BERT is a very recent introduction that has provided us the-state-of-art results in many NLP tasks Published by researchers at Google AI language; its main outline is creating a bi-directional training of a transformer. When trained bi-directionally, the model has a deeper sense of the context of the language.
What is the necessity of BERT?
The most challenging aspect of any NLP problem is the deficit of training data. Despite the availability of enormous training data in general if we want to categorize the training set into task-specific datasets, we need to segregate them into many sub-categories. After this segregation, we end up with only a few hundred thousand odd human-labeled training datasets. Unfortunately, the Deep Learning based NLP tasks; require a much higher amount and can only have a significant accuracy or represent improvement only when trained with an enormous dataset.

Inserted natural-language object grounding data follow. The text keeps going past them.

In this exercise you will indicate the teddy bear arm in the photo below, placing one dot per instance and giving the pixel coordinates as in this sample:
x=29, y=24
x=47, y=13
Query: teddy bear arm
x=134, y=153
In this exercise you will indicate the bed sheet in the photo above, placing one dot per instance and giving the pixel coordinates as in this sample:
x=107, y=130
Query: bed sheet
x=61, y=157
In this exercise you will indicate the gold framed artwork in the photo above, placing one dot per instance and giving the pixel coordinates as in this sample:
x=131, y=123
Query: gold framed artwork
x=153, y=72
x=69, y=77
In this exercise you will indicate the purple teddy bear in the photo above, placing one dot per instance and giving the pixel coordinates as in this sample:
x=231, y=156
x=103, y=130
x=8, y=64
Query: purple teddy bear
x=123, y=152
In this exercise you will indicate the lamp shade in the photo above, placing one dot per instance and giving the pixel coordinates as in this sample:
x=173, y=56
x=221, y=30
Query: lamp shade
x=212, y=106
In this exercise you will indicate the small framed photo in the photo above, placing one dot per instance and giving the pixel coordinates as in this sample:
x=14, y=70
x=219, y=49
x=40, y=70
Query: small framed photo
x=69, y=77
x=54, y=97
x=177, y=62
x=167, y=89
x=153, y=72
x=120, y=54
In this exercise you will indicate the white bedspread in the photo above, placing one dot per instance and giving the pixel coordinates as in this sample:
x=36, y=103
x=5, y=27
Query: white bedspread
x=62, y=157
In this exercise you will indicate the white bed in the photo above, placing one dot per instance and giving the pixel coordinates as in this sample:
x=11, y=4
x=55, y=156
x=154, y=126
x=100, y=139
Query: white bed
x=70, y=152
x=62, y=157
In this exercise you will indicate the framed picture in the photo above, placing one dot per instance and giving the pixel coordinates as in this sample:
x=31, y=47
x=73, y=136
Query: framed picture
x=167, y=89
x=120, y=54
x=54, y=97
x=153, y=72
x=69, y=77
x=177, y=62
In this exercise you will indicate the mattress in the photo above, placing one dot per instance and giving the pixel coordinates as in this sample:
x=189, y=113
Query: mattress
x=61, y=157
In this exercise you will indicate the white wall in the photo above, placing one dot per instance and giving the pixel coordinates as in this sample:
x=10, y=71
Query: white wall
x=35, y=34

To overcome this shortcoming, researchers and scholars have come up with techniques for general-purpose language representation with the help of unannotated text available on the web (pre-training). These models can then be fine-tuned for smaller task-specific datasets. This method significantly increases the accuracy when compared to the model trained on a small dataset for task-specific from the scratch, thus drastically reducing the training data that we usually require.
Why is BERT so powerful?
The BERT rather than predicting the next word in the sequence masks a finite percent of words within the sequence randomly and tries to predict them. This is termed Masked LM (MLM). The reason why the BERT model is powerful is because instead of predicting the subsequent word in the sequence, the model accounts for all words in the sequence and comes up with a deeper understanding of the context. To explain it more clearly, the usage of words in any language for that matter depends entirely on the context:
Let’s say we have two sentences: he is an avid book reader, and he went to book movie tickets along with his friend. In the two sentences, the word book incorporates a different meaning based on the context in which the word is used. BERT analyses and learns this contextual meaning to differentiate between the same words used in different locations.
Hope this was helpful.